It really didn’t matter what pros threw at Table Rock. The fish were probably going to eat it.
Yet, despite a banner practice, things certainly got tougher throughout the Costa FLW Series Central Division event, which was presented by Power-Pole. Thus, pros needed to continually adapt to the conditions with their offerings.
Here’s a look at the lures that helped the top 10 anglers.
1. Eric Olliverson spent every morning fishing for smallmouths offshore with a Keitech Swing Impact FAT 3.3 on a 6th Sense Divine Swimbait Jighead and a 6th Sense Crush Dogma 115 topwater bait in gizzard shad. Then he’d run shallow to flip up a kicker or two. On the final day, he figured out the bass would come out of the bushes to eat his topwater in the rainy conditions, allowing him to cover water and catch his winning weight. He threw the topwater on a 7-foot, 2-inch 6th Sense LUX rod with a Lew’s casting reel and 30-pound-test Vicious No-Fade Braid.
2. Dakota Ebare put a 7-foot, 6-inch Hammer Rods Elite Series flipping stick in his hands Thursday morning and never put it down for three days. His weapon on the end was a Strike King Rage Tail Rage Bug or Strike King Rage Tail Menace Grub (when he ran out of Rage Bugs) in Okeechobee craw behind a 1/2-ounce weight on 18-pound-test Sunline fluorocarbon line.
3. Todd Castledine did a little sight-fishing, but he instead focused more on offshore smallmouths, targeting them with a Strike King Rage Swimmer in ghost shad or an oyster-colored Strike King Sexy Dawg.
4. Kyle Minke wished he hadn’t spent the first day fishing points with a Ned rig before chasing a few bedding fish, because once he scrapped that pattern on day two to run up the James River and flip laydowns, his weights improved dramatically.
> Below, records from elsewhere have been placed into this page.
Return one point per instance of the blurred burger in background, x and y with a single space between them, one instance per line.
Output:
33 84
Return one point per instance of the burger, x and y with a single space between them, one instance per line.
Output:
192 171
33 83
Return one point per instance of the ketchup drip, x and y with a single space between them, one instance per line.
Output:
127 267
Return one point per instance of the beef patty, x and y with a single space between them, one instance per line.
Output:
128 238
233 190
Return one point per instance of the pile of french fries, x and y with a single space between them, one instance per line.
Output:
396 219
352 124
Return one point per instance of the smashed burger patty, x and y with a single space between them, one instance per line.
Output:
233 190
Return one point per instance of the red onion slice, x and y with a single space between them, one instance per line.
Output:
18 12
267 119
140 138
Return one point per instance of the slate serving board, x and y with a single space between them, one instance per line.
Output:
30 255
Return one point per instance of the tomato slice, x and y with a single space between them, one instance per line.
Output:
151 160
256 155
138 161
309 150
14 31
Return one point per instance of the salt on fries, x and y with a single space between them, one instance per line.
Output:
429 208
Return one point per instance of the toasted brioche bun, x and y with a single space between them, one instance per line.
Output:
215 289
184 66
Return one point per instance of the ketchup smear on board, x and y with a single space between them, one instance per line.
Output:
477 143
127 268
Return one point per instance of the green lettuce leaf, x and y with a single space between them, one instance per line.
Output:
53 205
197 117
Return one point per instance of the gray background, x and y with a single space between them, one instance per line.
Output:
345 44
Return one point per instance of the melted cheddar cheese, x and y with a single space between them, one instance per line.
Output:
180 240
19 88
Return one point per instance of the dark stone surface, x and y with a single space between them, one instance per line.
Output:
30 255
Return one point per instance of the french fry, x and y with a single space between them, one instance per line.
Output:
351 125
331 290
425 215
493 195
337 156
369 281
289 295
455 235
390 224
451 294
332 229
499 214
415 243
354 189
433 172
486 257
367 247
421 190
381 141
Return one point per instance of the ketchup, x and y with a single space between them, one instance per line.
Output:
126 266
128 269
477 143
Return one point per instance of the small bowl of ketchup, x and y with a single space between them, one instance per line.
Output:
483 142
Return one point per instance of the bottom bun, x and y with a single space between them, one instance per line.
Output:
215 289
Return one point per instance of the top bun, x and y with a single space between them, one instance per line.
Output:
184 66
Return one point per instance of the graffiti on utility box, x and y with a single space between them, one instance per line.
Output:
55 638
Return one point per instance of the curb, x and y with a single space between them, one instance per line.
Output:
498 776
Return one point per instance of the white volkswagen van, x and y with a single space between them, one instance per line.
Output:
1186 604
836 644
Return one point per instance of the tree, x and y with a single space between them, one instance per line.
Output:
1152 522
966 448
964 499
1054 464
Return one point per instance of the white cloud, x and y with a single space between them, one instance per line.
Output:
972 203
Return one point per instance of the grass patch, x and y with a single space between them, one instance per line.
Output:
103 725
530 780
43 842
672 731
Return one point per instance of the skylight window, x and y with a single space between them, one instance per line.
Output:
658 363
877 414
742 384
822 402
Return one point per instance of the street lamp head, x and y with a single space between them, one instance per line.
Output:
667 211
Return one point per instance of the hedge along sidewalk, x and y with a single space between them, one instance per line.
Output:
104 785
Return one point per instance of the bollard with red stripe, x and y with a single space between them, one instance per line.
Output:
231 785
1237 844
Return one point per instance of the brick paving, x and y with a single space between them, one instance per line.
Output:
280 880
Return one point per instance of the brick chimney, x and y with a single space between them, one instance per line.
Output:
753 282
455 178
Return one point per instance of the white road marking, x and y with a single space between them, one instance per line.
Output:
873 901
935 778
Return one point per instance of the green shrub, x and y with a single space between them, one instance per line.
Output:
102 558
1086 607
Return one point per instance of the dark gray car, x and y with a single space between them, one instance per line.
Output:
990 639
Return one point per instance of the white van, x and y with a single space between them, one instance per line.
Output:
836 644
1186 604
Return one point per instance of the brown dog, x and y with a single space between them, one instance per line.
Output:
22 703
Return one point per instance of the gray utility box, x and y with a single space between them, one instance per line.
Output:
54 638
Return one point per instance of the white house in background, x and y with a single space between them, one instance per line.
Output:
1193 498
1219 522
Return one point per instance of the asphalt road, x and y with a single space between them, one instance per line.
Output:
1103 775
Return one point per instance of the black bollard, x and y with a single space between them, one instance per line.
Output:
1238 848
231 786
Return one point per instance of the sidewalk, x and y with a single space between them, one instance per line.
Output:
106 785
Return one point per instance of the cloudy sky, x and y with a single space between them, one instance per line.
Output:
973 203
His prime flipping baits were a Bitter’s Bait Jitter Craw or Zoom Ultra-Vibe Speed Craw on a 3/0 VMC wide-gap hook and a 1/2-ounce WOO! Tungsten Weight.
5. A wacky-rigged Strike King KVD Perfect Plastic Ocho did plenty of work for Greg Bohannan up the White River, but his key trick was actually to rig the Ocho Texas style but weightless. He’d then skip it up into flooded brush and twitch and pop it out like a soft jerkbait to give the fish a different look. Bohannan also was ready with a Strike King Rage Tail Rage Bug.
6. Three points within a couple hundred yards of one another were magic for Matt Wood. On day one, he targeted bass that he saw busting shad by throwing a Strike King Sexy Dawg. His catch included a 6-11 giant. Yet, changing weather conditions caused the baitfish in the area to change up their activity, and his bite changed itht hem. Wood had to adapt and toss a pro blue red pearl-colored Keitech Swing Impact FAT 3.3 swimbait.
7. For two days, Jake Morris looked like he had the winning pattern. He was making an hour-long run up the James River to three pockets in the McCord Bend area. There, he was coaxing bites out of flooded cover with a Reaction Innovations Swamp Donkey, which had him leading the first two days. Unfortunately, his water cleared up the final day, killing his pattern.
8. Be it sight-fishing or simply pulling out and blind-casting areas where he would’ve liked to sight-fish if the weather was better, Wesley Rogers did all his damage on Bass Pro Shops Tender Tubes in green pumpkin or white with the tail died chartreuse. He threw both on a 1/4-ounce Jewel Rattlin’ Tube Head.
9. It was all about finesse for Greg Mansfield. Fishing points and pockets, he used a Ned rig, shaky head and a green pumpkin Neko-rigged Yamamoto Senko with a 1/16-ounce weight and a 1/0 Owner Cover Shot Worm Hook. He also mixed in shad-colored Senkos, which he wacky-rigged with a weighted hook.
10. Once Jason Bonds committed to sight-fishing, he never gave it up. A big key for him was downsizing to a Strike King KVD Perfect Plastic Baby Rodent in green pumpkin and California 420. He also carried a swimbait.